A Poem about all the places I could have been born instead of Montreal, Canada

A poem about all the places I could have been born instead of Montreal, Canada.


September 7th, 1999. Southampton, England


Here, my grandfather never chooses to uproot the family and spread sugar cane roots into Canada

I grow up on Denzel Avenue, a Sidhu family home that has raised us all

I have an accent thick enough to drown in

I spend my Saturdays working at my grandad’s shop,

I stop angsty British teenagers from stealing sweets


My mother’s bones are always damp because of the English rain

She trades shai paneer for scotch eggs instead of poutine


My father does not drop out of college

He works at a bank, he is more stock market that shelf stocker


I still grow up cheering Liverpool football club instead of Southampton

I grow up a dirty soccer player

I dig cleats into every boy who has ever hurt me


I grow up surrounded by family

My younger cousins recognize me

I am the older sister that the ocean never swallowed whole


September 7th, 1999.

Calgary, Alberta


Here, my mother and father choose to stay

They build their first home in a city that cannot make up its mind about the weather


My mother’s fingertips are blue from the cold instead of stained yellow because of haldi.

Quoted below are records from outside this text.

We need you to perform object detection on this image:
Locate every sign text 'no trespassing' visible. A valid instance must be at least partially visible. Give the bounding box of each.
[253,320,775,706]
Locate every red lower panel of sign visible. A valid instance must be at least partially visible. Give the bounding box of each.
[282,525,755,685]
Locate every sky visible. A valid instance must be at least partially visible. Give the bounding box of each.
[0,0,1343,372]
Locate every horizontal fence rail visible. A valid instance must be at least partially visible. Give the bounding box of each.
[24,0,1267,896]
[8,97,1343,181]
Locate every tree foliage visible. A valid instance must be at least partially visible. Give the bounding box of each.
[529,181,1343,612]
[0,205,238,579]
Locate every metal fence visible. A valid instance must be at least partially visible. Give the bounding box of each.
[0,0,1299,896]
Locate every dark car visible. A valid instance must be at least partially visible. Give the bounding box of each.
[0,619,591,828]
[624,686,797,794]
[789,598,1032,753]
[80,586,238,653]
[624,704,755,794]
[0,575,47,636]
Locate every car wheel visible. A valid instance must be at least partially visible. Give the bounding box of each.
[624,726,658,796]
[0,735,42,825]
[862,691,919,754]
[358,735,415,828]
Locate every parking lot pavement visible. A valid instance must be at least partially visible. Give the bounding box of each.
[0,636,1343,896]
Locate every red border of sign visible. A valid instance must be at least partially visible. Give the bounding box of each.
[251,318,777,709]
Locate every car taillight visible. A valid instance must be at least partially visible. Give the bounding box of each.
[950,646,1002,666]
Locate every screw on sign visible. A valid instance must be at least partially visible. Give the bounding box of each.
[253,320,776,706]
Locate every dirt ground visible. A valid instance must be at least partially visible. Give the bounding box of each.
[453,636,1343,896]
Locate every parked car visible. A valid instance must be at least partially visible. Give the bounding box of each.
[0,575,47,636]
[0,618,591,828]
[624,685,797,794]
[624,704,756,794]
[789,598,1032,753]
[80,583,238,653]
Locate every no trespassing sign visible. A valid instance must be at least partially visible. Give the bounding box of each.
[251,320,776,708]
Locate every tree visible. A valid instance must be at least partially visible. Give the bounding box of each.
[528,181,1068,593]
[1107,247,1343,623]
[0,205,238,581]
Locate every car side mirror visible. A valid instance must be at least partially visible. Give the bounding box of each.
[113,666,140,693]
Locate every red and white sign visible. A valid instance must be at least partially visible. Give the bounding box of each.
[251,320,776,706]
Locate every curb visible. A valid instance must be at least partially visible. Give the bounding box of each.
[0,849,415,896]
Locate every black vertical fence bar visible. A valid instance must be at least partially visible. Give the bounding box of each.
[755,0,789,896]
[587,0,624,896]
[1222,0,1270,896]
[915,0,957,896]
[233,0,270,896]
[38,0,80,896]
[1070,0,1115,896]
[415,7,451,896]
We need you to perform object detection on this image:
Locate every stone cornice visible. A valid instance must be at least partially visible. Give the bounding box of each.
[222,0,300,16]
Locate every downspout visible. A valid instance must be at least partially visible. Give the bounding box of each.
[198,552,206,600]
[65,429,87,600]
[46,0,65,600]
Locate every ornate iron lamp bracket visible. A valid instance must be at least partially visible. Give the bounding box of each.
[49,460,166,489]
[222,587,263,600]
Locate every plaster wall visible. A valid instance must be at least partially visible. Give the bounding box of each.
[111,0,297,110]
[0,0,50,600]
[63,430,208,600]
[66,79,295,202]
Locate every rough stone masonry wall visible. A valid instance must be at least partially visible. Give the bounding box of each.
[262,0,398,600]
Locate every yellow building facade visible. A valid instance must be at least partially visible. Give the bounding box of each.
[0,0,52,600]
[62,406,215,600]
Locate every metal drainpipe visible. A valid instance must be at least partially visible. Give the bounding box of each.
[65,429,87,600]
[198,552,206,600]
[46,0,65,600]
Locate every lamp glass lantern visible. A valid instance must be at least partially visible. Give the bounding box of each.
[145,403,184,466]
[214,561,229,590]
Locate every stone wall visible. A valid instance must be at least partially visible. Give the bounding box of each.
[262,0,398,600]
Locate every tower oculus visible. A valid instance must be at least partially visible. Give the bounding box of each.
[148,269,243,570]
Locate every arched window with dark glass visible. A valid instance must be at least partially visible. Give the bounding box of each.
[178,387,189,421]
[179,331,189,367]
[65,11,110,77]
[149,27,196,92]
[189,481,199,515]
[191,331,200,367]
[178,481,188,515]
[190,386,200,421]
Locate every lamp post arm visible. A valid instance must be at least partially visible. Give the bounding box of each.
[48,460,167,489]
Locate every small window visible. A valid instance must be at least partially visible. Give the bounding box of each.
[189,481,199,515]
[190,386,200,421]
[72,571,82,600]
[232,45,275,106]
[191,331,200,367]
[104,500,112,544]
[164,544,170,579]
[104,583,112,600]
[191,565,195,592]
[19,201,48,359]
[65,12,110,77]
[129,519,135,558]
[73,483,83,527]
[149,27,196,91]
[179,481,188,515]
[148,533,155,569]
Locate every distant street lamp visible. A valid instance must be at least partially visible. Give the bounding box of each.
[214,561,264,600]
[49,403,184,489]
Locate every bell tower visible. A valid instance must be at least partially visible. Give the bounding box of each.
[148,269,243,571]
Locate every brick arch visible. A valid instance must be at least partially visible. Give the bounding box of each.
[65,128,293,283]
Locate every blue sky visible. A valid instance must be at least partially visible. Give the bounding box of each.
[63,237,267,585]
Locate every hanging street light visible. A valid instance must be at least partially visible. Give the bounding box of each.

She learns how to chameleon herself in the prairies


My father works for an air conditioning company

He works long days assembling machines, he learns that small parts play an important role in the bigger picture


I am sprouting into the stampede

I am a wild thing worth knowing


September 7th, 1999.

Punjab, India


Here, my great grandparents do not believe in the promise of a new world

They choose to raise their eight children in the same place their family has lived for centuries

They do not cut off their ties to the motherland and their turbans


I am not Robyn I am Simran or Rajpreet or something, I am named after a grandmother I think


My mother is still a professor of Punjabi literature and I grow up thinking poets can be sun kissed too


The days are as long as my hair

I am a baptized Sikh, I flash my kirpan under the chin of every man who thinks himself conquerer


September 7th, 1999.



Here, my mother and father never meet on a rooftop.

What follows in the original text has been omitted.